Max gathers my handbag and keys and puts them on the table. His excitement is palpable and I allow it to wash over me.
“Where to first, my amazing Max?” I say, disguising my breathlessness.
“Have you forgotten already? Scienceworks, then a Happy Meal!”
Max races out the door, remnants of a goodbye trailing him.
Scienceworks is a frenzy of button pushing and “Mummy, come and see this!” I watch from a central seat, my soon-to-be-school-boy frantic with pleasure at all the things he can touch. He knows I’m unwell, but to what extent we have not yet divulged. There never seems a right time.
His hunger drives us to the next stop – a Happy Meal – a rubbish food once dismissed. Today he can have ten of them if he likes. If only happiness was such a basic commodity. I eat a couple of fries, the salt pierces my mouth ulcers robbing me of an appetite.
“This has been the best day, EVER!” Max declares. I agree.
We drive home as he talks incessantly about the brilliant discoveries he made at Scienceworks and how he can’t wait to tell Alexander, Amy and Dad about his day.

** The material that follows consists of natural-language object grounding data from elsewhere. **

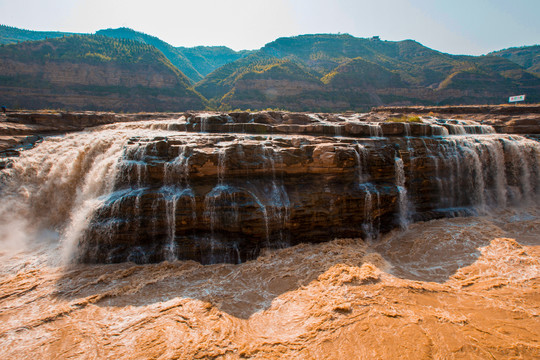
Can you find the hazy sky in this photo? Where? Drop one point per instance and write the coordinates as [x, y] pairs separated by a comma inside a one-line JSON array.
[[454, 26]]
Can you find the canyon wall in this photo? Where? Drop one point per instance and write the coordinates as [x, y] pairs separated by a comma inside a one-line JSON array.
[[216, 187]]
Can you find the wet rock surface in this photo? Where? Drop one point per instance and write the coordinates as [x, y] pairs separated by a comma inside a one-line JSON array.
[[218, 187]]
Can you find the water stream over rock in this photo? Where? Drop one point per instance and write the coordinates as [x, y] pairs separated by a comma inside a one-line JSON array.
[[154, 190]]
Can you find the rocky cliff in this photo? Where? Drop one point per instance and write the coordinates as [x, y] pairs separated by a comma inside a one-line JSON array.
[[218, 187], [92, 73]]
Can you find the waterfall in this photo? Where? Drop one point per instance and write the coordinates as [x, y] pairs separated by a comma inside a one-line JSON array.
[[403, 201], [142, 192]]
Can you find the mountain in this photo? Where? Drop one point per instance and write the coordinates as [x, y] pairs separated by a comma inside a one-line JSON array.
[[93, 73], [195, 62], [526, 56], [206, 59], [355, 73], [10, 35], [319, 72], [173, 54]]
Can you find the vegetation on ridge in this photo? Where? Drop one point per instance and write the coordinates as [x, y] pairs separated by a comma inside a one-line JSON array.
[[322, 72]]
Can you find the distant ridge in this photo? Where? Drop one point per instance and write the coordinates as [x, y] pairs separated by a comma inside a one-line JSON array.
[[316, 72]]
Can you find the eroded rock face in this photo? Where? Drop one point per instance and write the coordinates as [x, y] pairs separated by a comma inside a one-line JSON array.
[[217, 187], [221, 196]]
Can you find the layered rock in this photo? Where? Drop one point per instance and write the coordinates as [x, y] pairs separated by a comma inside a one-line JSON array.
[[209, 193], [217, 187]]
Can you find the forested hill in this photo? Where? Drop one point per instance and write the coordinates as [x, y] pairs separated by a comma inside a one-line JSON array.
[[356, 73], [195, 63], [526, 56], [10, 35], [320, 72], [92, 73]]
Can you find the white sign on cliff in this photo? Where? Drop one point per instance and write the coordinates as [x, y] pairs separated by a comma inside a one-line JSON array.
[[516, 98]]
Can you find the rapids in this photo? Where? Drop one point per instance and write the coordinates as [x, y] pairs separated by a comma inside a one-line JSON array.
[[449, 288], [464, 287]]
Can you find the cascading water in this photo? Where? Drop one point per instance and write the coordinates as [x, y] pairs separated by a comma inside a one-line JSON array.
[[146, 193]]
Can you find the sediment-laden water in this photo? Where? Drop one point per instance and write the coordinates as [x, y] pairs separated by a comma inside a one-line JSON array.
[[465, 287], [450, 288]]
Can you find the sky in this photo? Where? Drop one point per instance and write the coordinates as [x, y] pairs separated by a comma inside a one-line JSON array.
[[471, 27]]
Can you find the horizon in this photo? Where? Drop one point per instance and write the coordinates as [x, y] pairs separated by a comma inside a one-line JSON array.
[[483, 28]]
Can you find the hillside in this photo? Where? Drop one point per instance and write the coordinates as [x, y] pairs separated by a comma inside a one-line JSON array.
[[10, 35], [92, 73], [356, 73], [206, 59], [195, 62], [321, 72], [526, 56]]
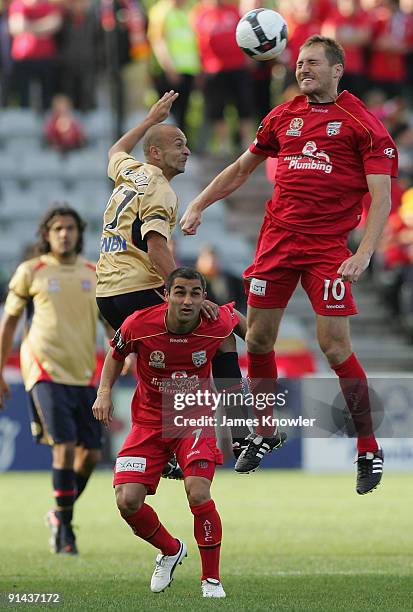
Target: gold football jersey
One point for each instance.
(142, 201)
(60, 343)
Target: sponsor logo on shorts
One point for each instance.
(130, 464)
(112, 244)
(199, 358)
(295, 127)
(258, 286)
(156, 359)
(333, 128)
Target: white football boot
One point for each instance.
(212, 588)
(164, 568)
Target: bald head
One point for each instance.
(165, 146)
(160, 136)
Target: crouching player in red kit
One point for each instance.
(155, 335)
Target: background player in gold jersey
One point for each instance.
(141, 214)
(58, 359)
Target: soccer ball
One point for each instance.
(262, 34)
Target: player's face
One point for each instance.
(315, 77)
(63, 235)
(174, 153)
(185, 300)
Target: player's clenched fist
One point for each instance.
(160, 110)
(190, 221)
(353, 267)
(103, 407)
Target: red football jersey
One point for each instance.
(164, 358)
(324, 153)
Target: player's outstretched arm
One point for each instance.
(103, 406)
(157, 113)
(225, 183)
(8, 326)
(380, 190)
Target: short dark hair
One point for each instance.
(333, 50)
(187, 273)
(58, 210)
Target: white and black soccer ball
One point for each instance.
(262, 34)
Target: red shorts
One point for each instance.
(284, 257)
(145, 453)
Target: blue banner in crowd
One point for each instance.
(17, 449)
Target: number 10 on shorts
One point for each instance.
(338, 289)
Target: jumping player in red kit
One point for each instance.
(154, 335)
(331, 150)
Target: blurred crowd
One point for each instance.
(62, 50)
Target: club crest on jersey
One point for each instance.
(53, 285)
(295, 127)
(118, 342)
(333, 128)
(156, 359)
(199, 358)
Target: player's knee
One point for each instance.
(128, 501)
(90, 460)
(64, 455)
(198, 493)
(259, 341)
(335, 352)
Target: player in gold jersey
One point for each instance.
(58, 359)
(141, 214)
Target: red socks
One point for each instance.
(354, 385)
(262, 371)
(208, 534)
(146, 524)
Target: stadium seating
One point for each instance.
(32, 177)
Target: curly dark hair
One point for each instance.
(187, 273)
(58, 210)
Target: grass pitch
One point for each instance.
(292, 541)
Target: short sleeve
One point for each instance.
(266, 142)
(19, 291)
(157, 208)
(119, 162)
(378, 151)
(120, 343)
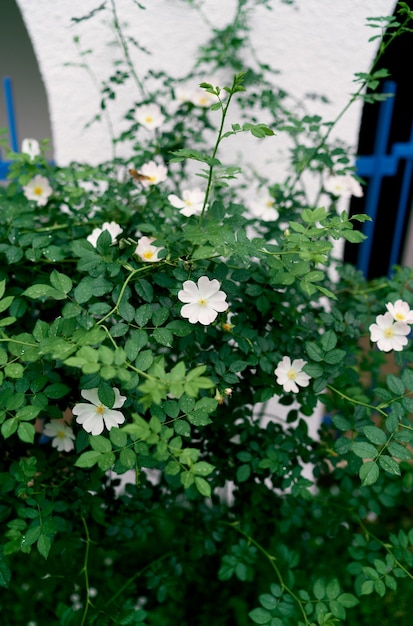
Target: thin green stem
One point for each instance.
(122, 292)
(271, 560)
(359, 402)
(85, 571)
(135, 576)
(125, 49)
(384, 545)
(382, 48)
(224, 109)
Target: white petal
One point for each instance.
(91, 395)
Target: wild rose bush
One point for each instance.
(166, 348)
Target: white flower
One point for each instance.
(204, 300)
(290, 375)
(38, 189)
(153, 172)
(150, 116)
(112, 228)
(400, 311)
(343, 186)
(202, 98)
(63, 437)
(388, 334)
(262, 208)
(191, 203)
(31, 147)
(95, 416)
(184, 94)
(146, 251)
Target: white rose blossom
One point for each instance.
(343, 186)
(38, 189)
(111, 227)
(94, 415)
(202, 98)
(31, 147)
(191, 202)
(389, 334)
(149, 116)
(400, 311)
(203, 301)
(146, 251)
(62, 435)
(153, 174)
(290, 374)
(262, 207)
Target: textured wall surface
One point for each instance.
(317, 47)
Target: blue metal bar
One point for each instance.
(403, 200)
(8, 93)
(373, 191)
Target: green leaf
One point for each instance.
(364, 450)
(314, 351)
(347, 600)
(43, 291)
(88, 459)
(369, 473)
(44, 543)
(335, 356)
(26, 432)
(128, 458)
(395, 384)
(202, 468)
(375, 435)
(319, 589)
(203, 486)
(260, 616)
(163, 336)
(5, 574)
(329, 340)
(389, 465)
(100, 443)
(243, 473)
(61, 282)
(268, 601)
(333, 589)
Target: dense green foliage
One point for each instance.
(229, 513)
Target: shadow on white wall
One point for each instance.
(18, 60)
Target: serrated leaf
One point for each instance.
(314, 351)
(369, 473)
(395, 384)
(44, 543)
(203, 486)
(5, 574)
(260, 616)
(88, 459)
(364, 450)
(61, 282)
(375, 435)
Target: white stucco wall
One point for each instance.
(317, 47)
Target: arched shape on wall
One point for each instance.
(396, 60)
(18, 61)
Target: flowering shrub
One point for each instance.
(199, 424)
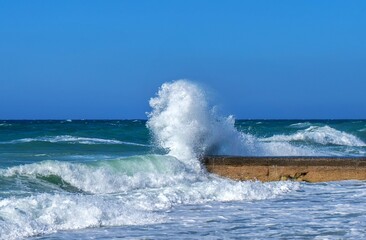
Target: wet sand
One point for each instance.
(309, 169)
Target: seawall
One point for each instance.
(310, 169)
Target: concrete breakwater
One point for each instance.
(309, 169)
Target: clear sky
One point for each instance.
(105, 59)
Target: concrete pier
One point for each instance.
(309, 169)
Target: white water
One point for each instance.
(322, 135)
(142, 190)
(184, 123)
(131, 191)
(72, 140)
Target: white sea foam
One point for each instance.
(136, 190)
(72, 140)
(183, 122)
(300, 125)
(322, 135)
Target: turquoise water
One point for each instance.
(137, 179)
(110, 179)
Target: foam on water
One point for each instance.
(322, 135)
(72, 140)
(183, 123)
(141, 189)
(136, 190)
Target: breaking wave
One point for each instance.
(131, 191)
(321, 135)
(183, 123)
(72, 140)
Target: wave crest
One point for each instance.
(322, 135)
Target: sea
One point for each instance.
(144, 179)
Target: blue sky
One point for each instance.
(105, 59)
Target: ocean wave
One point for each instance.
(321, 135)
(300, 125)
(183, 123)
(106, 176)
(73, 140)
(137, 190)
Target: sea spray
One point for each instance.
(188, 127)
(183, 123)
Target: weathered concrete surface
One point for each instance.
(310, 169)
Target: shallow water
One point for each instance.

My husband later finds me on the swing in the backyard. The darkness is comforting. No one can see me here; no brave face is required.
“They’re all finally asleep,” he says embracing me from behind. His protective arms are strong, healthy. A tear burns down my cheek. I allow its fall. The one that follows brings a deluge with it, my body convulses into sobs. They are heavy with anger, sorrow and despair, of lost dreams and unthinkable goodbyes.
“I can’t do this,” I choke out.
“You don’t have to,” he says.
“I value every precious moment with my children – or at least I try to.”*
Living in the moment is such an integral part of being a mother. The world rushes by, and so does their babyhood, despite all that relishing, savoring and devouring. Watching some home videos of my three-year-old as an infant and toddler, I found myself enraptured, remembering those blissful times (clearly blanking out the bleary-eyed exhaustion). Even now that we are well out of the baby years and immersed in more challenging times, I take the time to pause, be still and cherish.